Les anciens maîtres mineurs de la mine d'argent d'Allemond, de la mine de plomb de Pesey, de la mine de cuivre de Chessy, des mines de Servoz, étaient tyroliens. Celui de Saint-Bel et Chessy près Lyon, de Chabrignac et d'Argentac, département de la Corrèze; celui du Lardin, mon élève; celui des mines de lignites d'Oriol et des Martigues près Marseille, ainsi que celui de Fréjus, département du Var, sont tous Tyroliens.

Je ne puis trop les recommander à mes confrères; leurs journées varient, suivant la cherté des vivres, depuis 2f jusqu'à 2 f 50c:

mais ils prennent volontiers des prix faits ou des parties d'ouvrages à l'entreprise, et dans ce cas ils portent leurs journées jusqu'à 3 alors ils travaillent plus de huit heures. Les maîtres mineurs gagnent de huit à douze cents francs par an.

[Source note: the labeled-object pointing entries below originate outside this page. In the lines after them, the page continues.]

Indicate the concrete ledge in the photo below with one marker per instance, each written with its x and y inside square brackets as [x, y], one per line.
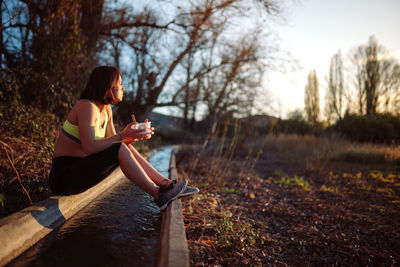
[172, 245]
[21, 230]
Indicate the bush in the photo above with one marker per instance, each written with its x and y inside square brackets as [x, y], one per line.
[381, 128]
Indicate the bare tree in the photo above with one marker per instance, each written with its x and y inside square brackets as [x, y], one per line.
[311, 98]
[335, 98]
[376, 75]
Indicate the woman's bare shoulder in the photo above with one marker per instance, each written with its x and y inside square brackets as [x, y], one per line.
[84, 105]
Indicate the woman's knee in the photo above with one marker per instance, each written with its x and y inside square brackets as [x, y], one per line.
[124, 151]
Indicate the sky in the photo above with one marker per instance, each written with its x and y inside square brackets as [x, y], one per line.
[317, 29]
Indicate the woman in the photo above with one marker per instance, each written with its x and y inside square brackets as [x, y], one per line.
[88, 147]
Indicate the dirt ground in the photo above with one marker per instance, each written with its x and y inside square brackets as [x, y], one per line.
[281, 213]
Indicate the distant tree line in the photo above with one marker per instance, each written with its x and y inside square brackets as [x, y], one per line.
[189, 54]
[362, 99]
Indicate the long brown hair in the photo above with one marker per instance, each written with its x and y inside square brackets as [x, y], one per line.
[101, 82]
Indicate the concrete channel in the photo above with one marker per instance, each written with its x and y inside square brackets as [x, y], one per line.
[104, 226]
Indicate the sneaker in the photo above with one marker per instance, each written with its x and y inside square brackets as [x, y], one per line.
[169, 193]
[189, 190]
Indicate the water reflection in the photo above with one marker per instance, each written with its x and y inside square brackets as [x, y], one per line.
[120, 228]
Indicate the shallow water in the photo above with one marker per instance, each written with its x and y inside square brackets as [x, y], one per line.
[119, 228]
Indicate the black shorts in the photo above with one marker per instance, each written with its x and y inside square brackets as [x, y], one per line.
[73, 175]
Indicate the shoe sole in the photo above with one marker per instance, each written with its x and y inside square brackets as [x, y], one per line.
[163, 207]
[189, 194]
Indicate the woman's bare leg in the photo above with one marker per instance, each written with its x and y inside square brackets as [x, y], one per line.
[134, 171]
[153, 174]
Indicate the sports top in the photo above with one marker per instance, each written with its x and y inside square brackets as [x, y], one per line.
[72, 131]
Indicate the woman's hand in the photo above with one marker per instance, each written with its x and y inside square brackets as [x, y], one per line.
[130, 134]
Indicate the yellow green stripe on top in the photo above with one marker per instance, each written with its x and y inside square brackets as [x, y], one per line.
[72, 131]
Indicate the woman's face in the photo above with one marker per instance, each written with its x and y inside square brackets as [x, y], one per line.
[118, 91]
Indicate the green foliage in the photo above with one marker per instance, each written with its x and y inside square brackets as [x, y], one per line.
[360, 155]
[2, 200]
[18, 119]
[294, 181]
[237, 236]
[382, 128]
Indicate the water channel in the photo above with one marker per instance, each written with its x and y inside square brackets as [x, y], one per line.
[119, 228]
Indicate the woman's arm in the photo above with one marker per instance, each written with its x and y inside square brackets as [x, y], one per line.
[87, 114]
[110, 131]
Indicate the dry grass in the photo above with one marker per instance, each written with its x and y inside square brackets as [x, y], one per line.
[290, 200]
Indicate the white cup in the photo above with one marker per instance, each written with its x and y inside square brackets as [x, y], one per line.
[143, 125]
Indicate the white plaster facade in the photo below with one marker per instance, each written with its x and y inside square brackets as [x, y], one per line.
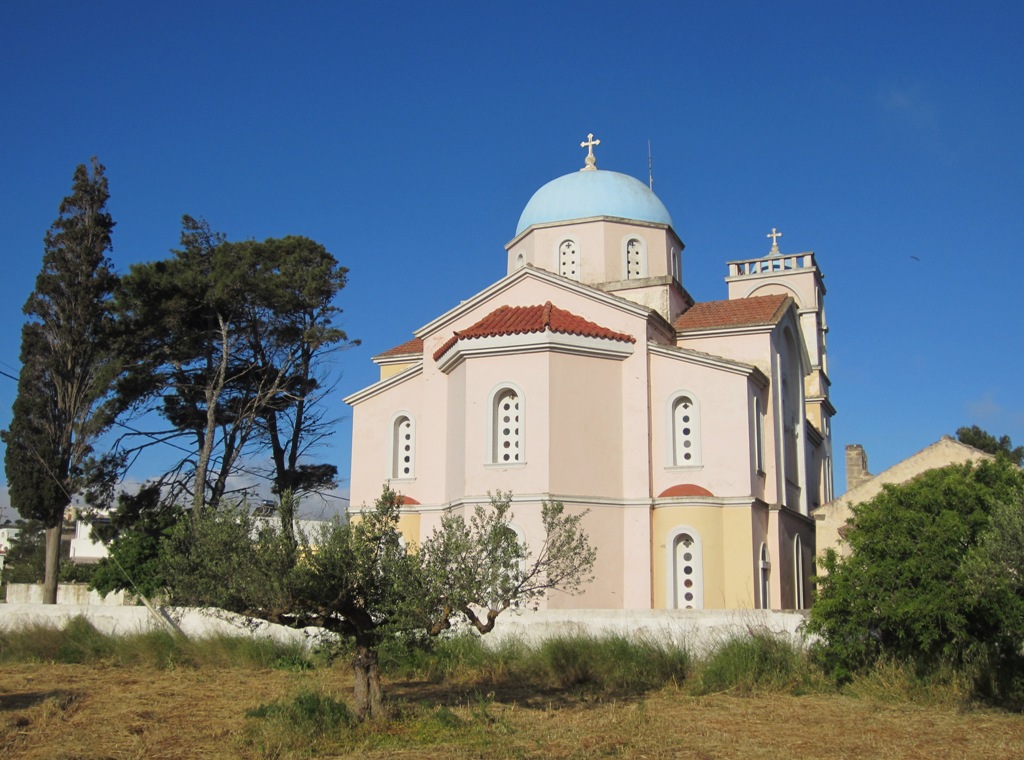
[694, 435]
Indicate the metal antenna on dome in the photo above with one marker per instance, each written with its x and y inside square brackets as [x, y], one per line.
[650, 167]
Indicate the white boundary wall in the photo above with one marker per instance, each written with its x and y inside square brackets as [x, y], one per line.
[696, 630]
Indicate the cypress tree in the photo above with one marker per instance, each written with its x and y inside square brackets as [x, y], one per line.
[68, 364]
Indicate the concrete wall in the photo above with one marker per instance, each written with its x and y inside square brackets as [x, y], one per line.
[68, 593]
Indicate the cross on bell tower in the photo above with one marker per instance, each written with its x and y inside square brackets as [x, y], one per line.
[591, 162]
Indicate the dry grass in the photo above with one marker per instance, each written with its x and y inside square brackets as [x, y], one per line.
[89, 711]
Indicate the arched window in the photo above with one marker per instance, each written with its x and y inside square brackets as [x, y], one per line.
[402, 448]
[685, 431]
[506, 427]
[568, 259]
[798, 572]
[759, 436]
[685, 566]
[636, 258]
[765, 567]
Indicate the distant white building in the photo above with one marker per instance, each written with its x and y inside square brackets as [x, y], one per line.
[84, 549]
[7, 535]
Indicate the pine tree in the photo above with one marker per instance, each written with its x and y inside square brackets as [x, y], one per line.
[68, 366]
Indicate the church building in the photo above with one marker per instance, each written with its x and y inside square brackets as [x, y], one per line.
[694, 434]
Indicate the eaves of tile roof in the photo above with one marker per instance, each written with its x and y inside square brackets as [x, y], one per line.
[737, 312]
[523, 320]
[410, 347]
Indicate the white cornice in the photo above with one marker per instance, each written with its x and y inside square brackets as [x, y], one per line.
[379, 387]
[531, 343]
[556, 281]
[587, 220]
[710, 360]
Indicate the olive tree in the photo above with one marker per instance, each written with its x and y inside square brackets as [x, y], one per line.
[358, 580]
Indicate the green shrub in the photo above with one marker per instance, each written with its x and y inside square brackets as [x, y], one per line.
[758, 663]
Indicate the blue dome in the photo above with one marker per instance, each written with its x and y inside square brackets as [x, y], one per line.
[596, 193]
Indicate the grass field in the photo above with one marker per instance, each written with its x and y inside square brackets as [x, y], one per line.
[221, 702]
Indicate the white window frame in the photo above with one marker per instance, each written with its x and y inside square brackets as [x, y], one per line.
[393, 462]
[643, 267]
[674, 455]
[798, 572]
[579, 258]
[494, 429]
[673, 590]
[759, 436]
[764, 577]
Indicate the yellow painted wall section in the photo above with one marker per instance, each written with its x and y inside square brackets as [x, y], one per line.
[409, 526]
[739, 586]
[725, 542]
[707, 521]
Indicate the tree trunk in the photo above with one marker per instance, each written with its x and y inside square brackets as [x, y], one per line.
[52, 563]
[369, 701]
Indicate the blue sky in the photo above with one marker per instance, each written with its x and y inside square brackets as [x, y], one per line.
[887, 137]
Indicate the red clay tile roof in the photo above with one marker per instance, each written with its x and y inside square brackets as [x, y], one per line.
[410, 346]
[753, 310]
[523, 320]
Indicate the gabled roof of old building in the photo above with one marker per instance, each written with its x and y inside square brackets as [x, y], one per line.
[737, 312]
[524, 320]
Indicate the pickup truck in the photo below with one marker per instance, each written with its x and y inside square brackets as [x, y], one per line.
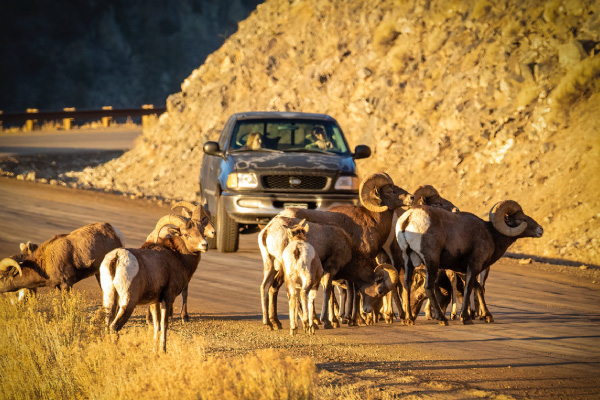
[265, 162]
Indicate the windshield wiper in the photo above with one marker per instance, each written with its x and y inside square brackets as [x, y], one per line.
[257, 150]
[303, 150]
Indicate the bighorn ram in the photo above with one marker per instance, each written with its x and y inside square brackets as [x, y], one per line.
[338, 255]
[461, 242]
[369, 225]
[154, 274]
[202, 216]
[62, 260]
[19, 295]
[302, 268]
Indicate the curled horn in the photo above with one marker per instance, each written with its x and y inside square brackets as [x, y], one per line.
[6, 263]
[368, 185]
[177, 220]
[499, 211]
[187, 206]
[425, 191]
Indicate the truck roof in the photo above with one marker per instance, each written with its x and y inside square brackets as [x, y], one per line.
[281, 115]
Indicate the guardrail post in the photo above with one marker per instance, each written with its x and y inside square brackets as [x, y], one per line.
[67, 121]
[106, 120]
[145, 117]
[31, 124]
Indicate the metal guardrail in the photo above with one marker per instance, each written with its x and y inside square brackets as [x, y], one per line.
[106, 114]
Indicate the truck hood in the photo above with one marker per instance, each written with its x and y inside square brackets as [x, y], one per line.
[257, 161]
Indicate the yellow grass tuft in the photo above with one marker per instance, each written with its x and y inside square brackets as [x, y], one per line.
[55, 347]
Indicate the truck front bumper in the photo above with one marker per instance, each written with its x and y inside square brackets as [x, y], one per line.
[261, 207]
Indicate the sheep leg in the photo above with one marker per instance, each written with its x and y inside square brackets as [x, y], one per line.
[110, 304]
[306, 310]
[125, 311]
[327, 287]
[273, 293]
[332, 315]
[349, 301]
[409, 269]
[454, 285]
[153, 310]
[484, 313]
[184, 315]
[293, 307]
[430, 291]
[465, 315]
[342, 311]
[312, 295]
[428, 310]
[165, 309]
[265, 286]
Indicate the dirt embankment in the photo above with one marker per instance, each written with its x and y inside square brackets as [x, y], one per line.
[484, 100]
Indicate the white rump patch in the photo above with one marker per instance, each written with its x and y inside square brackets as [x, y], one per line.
[126, 269]
[119, 235]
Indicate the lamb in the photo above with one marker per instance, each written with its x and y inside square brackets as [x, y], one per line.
[370, 227]
[337, 253]
[302, 267]
[201, 215]
[61, 261]
[154, 274]
[461, 242]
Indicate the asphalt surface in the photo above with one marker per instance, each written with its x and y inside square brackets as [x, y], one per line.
[545, 342]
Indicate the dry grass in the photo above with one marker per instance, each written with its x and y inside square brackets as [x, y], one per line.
[54, 347]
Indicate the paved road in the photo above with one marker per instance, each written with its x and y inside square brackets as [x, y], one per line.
[545, 342]
[67, 142]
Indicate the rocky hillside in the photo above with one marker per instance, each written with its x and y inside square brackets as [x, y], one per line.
[485, 100]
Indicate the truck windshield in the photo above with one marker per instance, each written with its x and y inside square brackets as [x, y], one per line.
[288, 135]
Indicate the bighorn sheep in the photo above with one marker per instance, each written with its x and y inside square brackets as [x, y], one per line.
[338, 255]
[369, 225]
[154, 274]
[20, 295]
[303, 268]
[461, 242]
[202, 215]
[62, 260]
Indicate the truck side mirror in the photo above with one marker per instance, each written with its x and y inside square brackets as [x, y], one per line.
[212, 149]
[361, 151]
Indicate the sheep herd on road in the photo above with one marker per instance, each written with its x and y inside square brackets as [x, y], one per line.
[395, 248]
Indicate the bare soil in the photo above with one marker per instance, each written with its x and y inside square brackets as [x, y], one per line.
[544, 343]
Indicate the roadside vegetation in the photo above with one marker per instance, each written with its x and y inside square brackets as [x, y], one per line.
[54, 346]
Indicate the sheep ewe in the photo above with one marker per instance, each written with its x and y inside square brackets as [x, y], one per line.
[370, 225]
[461, 242]
[61, 261]
[154, 274]
[338, 256]
[302, 268]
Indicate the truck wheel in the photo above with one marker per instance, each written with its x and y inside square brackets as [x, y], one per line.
[227, 230]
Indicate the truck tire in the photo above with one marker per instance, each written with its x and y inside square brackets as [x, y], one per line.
[227, 230]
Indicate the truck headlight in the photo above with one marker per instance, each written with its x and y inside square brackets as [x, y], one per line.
[346, 183]
[237, 180]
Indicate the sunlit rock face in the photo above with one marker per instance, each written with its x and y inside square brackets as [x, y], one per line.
[484, 100]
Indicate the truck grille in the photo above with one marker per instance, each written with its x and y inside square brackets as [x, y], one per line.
[303, 182]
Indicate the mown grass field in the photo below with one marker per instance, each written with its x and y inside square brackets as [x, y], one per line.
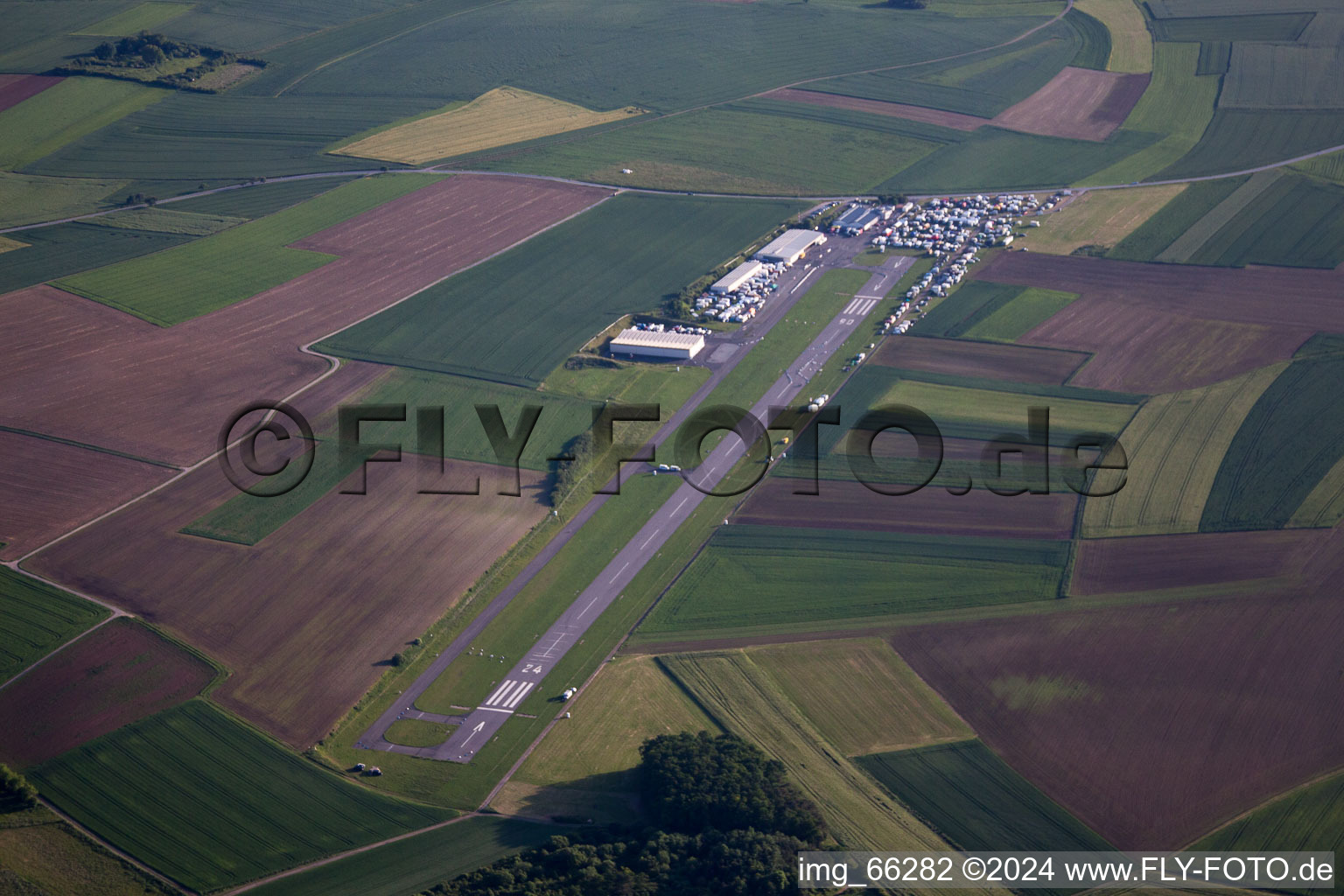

Les mineurs piémontais sont de forts travailleurs quand ils sont à leurs pièces; mais ils sont sans instruction et nous apportent un si mauvais moral et de si mauvaises mœurs, qu'il est dangereux de les introduire dans un atelier où l'on doit avoir à cœur de maintenir la paix et la discipline. Leurs camarades se plaignent de leur manque de probité, ils se battent entre eux à chaque instant, se sauvent sans payer, et sont en général de fort mauvais sujets; j'ai eu tant à m'en plaindre personnellement et j'ai entendu porter tant de plaintes sur leur compte, que j'ai résolu de ne jamais en employer,

Du travail à la journée, et du travail à prix fait.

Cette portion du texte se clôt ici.